To spur investment, the administration last year won approval of legislation reducing corporate income taxes by $13.6 billion in fiscal year 1983, primarily by giving business a sharply accelerated depreciation schedule.
But now, faced with mounting deficits, the administration has proposed tax hikes that would increase corporate income taxes in 1983 by $9.1 billion.
Similarly, in 1984, the Reagan proposals would function to increase corporate income taxes by a total of $16.1 billion, far more than half the $21.6 billion business income tax cut enacted in the 1981 legislation.
These are part of a package of tax hikes, Internal Revenue Service regulation changes and user fees designed to raise totals of $12.8 billion in 1983, $19.3 billion in 1984 and $22.5 in 1985.
Even before their introduction, however, nearly every part of this package is in serious trouble in Congress. While Senate Republicans and House Democrats may be willing to raise revenues even more than the administration has suggested, key leaders on both sides of the aisle have indicated little willingness to support many of the specifics outlined by President Reagan.
The major elements of the program are:
* An end to what are known as the "completed contract" regulations, under which major builders and weapons contractors are able to postpone income tax payments until a contract is received. The administration would require that taxes be paid either on the basis of the percentage of the contract completed or on the basis of progress payments.
It may be that this change, which would produce $8.3 billion over two years, could be achieved through regulation, and not require legislation. It is sure to anger the defense industry and major contractors.
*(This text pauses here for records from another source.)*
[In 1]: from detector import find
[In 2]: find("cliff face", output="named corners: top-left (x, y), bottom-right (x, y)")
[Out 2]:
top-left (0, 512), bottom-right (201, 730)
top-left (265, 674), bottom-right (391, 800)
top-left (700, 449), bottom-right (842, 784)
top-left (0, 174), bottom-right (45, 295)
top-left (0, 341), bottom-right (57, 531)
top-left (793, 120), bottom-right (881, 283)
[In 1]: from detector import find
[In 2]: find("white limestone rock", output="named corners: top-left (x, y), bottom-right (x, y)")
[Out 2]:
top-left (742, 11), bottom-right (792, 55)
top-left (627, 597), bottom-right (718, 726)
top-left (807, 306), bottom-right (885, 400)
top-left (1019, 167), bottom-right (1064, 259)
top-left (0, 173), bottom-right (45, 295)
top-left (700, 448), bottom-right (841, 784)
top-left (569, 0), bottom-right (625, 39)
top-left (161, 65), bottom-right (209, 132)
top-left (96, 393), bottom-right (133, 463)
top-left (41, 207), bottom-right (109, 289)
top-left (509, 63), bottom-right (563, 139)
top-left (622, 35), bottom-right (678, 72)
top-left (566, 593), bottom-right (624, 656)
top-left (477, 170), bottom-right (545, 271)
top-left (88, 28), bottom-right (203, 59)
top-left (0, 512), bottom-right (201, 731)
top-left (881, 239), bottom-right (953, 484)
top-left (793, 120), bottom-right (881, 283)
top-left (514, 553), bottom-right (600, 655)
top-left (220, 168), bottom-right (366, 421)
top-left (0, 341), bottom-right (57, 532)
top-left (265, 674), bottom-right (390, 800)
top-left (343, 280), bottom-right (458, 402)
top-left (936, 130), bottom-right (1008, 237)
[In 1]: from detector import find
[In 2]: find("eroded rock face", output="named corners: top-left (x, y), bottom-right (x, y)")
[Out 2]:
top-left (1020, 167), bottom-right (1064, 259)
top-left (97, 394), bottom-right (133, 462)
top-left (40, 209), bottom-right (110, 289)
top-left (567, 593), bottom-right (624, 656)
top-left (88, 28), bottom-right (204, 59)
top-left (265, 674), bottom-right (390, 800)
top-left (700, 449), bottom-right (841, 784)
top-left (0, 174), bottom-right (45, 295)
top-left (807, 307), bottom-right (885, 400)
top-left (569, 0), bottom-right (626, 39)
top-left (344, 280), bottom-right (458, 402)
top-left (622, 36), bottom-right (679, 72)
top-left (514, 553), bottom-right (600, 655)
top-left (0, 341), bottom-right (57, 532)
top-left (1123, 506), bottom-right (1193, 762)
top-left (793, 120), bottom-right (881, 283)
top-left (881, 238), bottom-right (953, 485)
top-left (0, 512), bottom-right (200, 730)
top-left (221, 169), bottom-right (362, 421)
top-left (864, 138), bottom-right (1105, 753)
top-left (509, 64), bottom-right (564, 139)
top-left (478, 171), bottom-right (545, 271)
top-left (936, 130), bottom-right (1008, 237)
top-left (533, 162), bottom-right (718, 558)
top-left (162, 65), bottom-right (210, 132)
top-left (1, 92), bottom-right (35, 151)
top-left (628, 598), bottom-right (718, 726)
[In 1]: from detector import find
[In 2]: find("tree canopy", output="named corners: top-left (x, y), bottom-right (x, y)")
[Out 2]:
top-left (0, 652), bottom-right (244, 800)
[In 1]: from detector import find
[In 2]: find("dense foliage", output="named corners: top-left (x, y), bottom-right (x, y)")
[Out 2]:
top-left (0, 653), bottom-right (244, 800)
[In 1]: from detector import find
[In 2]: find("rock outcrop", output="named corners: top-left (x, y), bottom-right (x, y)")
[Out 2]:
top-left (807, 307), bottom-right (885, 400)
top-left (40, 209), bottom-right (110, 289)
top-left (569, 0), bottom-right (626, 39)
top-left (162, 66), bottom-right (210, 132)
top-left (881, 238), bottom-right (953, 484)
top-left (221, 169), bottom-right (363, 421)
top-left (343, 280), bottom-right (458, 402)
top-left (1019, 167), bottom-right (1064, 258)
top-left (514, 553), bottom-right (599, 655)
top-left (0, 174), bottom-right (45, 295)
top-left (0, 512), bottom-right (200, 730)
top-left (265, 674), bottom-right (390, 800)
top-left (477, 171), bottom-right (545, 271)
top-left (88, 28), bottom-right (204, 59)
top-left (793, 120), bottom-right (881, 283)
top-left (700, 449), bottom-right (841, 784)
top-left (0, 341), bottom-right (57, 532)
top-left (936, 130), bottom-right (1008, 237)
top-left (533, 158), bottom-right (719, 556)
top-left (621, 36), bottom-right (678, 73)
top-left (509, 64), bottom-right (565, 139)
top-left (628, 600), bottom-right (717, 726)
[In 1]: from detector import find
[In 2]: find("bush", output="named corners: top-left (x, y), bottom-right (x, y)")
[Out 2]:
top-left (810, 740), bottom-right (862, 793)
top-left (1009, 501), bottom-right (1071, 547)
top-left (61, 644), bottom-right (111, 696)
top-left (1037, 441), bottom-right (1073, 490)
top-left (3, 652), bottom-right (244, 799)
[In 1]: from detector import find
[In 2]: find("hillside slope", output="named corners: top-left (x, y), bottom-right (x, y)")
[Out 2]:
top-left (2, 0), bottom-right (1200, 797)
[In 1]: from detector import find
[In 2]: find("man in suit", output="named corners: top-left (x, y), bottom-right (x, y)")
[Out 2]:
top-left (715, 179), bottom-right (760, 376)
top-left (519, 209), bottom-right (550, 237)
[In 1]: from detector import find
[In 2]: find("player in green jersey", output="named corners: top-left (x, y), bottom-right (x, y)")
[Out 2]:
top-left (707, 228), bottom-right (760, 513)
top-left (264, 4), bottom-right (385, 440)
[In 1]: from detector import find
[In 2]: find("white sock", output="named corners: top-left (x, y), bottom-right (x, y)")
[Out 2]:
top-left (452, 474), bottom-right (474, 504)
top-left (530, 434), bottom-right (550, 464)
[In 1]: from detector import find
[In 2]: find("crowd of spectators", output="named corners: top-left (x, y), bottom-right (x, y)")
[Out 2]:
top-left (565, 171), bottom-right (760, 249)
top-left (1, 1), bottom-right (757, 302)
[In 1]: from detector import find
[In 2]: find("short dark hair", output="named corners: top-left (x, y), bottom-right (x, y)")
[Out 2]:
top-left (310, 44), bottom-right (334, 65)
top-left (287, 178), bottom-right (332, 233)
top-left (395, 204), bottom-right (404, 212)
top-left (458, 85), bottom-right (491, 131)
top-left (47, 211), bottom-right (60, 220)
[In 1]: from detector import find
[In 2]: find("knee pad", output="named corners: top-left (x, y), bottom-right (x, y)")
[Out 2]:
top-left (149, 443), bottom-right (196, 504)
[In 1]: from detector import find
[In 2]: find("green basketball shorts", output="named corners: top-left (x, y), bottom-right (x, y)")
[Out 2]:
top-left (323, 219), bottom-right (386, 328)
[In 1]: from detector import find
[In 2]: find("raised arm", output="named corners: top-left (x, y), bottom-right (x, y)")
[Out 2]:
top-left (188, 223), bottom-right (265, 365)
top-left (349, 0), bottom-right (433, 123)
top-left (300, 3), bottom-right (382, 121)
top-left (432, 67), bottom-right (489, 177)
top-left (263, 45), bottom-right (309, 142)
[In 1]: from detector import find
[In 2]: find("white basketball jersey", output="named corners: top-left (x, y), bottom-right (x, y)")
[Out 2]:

* Elimination of the corporate "add on" minimum tax, replacing it with an alternative corporate tax applying to businesses that use sections of the tax code to reduce liabilities to little or nothing. The administration proposal, which some members of Congress would like to expand, would raise $6.9 billion over two years.
* Three smaller tax proposals--restrictions on industrial revenue bonds, elimination of a special break available to the life insurance industry and elimination of a corporate amortization rate on interest and taxes for commercial construction--would raise a total of $5.6 billion through 1984.
* A 5 percent withholding rate on interest and dividends, a 5,000-person increase in the enforcement staff of the IRS and acceleration of corporate income tax payments.